Mr. Pipkin, a former dog handler himself, said that keeping a police dog at home could mean taking children and other family members into consideration, ultimately requiring a secure area.
The RVIPF’s kennel is “very secure,” Mr. Pipkin said, adding that it is always kept clean. Handlers also come in twice a day to feed the dogs and clean the area.
“The dogs need some down time, too,” he explained. “I mean, they’re working with these guys all day long — eight, 10, 12 hours a day. It’s okay for them to come here, chill out, and not be asked to do anything.”
After their initial training in Florida, the dogs completed another week of training in the territory.
Despite being recent transplants to the force, the trio has already had successes, Mr. Pipkin and the police commissioner confirmed.
“In fact, we actually went out with the Armed Unit and did some real searches of vehicles and houses,” Mr. Pipkin said. “Both the narcotics dogs were able to locate controlled substances, and [we] took those into custody.”

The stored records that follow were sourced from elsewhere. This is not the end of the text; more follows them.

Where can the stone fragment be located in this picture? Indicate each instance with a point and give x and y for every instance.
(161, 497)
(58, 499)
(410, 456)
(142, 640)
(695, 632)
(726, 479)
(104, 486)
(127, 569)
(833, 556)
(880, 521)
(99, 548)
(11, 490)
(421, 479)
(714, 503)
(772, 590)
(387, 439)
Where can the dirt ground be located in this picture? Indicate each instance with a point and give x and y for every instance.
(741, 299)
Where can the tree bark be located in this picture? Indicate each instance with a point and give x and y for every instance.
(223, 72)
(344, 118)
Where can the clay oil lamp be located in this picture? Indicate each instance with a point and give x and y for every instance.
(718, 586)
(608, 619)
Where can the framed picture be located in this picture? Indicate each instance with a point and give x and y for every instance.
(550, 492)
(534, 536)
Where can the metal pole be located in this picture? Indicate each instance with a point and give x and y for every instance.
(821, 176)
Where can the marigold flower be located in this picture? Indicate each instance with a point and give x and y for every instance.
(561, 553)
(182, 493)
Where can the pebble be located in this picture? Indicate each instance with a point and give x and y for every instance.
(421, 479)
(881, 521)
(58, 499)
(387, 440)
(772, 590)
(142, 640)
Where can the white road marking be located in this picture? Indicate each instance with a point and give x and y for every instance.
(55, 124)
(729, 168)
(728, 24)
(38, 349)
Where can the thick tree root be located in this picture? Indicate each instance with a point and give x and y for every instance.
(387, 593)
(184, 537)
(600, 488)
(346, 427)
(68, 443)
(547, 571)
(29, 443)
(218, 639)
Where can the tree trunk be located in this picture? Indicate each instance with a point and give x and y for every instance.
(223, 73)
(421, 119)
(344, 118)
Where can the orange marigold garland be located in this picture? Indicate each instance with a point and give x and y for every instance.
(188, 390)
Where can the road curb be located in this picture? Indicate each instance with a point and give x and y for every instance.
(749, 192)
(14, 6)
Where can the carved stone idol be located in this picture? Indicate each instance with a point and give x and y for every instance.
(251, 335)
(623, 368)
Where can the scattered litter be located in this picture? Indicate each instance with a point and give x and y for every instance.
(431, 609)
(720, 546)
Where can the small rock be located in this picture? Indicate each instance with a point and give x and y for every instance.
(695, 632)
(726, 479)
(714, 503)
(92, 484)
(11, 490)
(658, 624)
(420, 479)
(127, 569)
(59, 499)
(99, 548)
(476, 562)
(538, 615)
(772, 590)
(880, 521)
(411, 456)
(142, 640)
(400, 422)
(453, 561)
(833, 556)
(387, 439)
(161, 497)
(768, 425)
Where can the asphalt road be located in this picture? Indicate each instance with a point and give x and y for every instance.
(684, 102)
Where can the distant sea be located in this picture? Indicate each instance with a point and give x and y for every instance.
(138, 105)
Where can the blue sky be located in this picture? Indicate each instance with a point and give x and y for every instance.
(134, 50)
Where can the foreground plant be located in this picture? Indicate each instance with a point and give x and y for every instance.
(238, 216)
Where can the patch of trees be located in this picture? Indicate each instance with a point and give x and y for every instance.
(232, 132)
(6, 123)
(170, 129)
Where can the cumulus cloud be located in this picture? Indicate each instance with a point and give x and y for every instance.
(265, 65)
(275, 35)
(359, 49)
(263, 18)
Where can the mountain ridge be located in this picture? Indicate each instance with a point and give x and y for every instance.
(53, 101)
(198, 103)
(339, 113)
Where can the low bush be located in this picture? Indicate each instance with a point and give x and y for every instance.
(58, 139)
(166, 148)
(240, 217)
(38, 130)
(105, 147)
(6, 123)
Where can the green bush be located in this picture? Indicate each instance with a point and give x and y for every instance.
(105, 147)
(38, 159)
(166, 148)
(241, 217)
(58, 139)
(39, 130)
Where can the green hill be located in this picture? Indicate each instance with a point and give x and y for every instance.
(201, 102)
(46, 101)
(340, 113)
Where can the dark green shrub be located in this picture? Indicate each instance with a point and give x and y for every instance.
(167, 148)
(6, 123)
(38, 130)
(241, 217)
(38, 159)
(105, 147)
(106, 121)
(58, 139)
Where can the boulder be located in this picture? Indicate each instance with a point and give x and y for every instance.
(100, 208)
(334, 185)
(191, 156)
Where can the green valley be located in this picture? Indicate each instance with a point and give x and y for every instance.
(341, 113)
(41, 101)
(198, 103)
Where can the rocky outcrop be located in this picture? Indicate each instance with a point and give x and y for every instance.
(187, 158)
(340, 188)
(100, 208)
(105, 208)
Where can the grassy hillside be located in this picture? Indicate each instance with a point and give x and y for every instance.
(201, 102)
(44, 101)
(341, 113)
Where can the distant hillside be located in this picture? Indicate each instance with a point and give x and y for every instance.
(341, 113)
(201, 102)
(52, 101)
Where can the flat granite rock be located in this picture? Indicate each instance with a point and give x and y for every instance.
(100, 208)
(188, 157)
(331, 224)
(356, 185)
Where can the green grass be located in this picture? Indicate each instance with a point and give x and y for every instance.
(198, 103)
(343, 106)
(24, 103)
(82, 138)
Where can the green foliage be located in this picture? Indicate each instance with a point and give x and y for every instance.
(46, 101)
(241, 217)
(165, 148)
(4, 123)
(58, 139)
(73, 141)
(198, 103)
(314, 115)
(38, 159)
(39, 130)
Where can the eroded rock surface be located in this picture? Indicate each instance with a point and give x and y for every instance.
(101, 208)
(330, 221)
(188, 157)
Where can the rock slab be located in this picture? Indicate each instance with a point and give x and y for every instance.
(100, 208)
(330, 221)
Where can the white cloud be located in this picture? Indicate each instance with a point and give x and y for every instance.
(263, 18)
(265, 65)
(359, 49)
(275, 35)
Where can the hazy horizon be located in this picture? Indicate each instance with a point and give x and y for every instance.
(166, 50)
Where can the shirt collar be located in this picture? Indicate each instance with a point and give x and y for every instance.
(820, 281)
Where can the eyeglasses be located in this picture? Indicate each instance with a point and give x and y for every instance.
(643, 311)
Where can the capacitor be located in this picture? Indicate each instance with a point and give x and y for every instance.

Mr. Matthews said the next step is to train the dogs beyond the detection of drugs and explosives.
“We’re looking now at training them for the scent of money, because we know that there’s been a lot of cash floating about in the territory,” he said. “You’ve seen some of the arrests recently with Customs and ourselves in that regard.”
Governor Gus Jaspert presented certificates to each of the three new handlers, as well as to Reddick, Boscoe and Patti.
“Because they’ve earned the certificates too,” the commissioner said.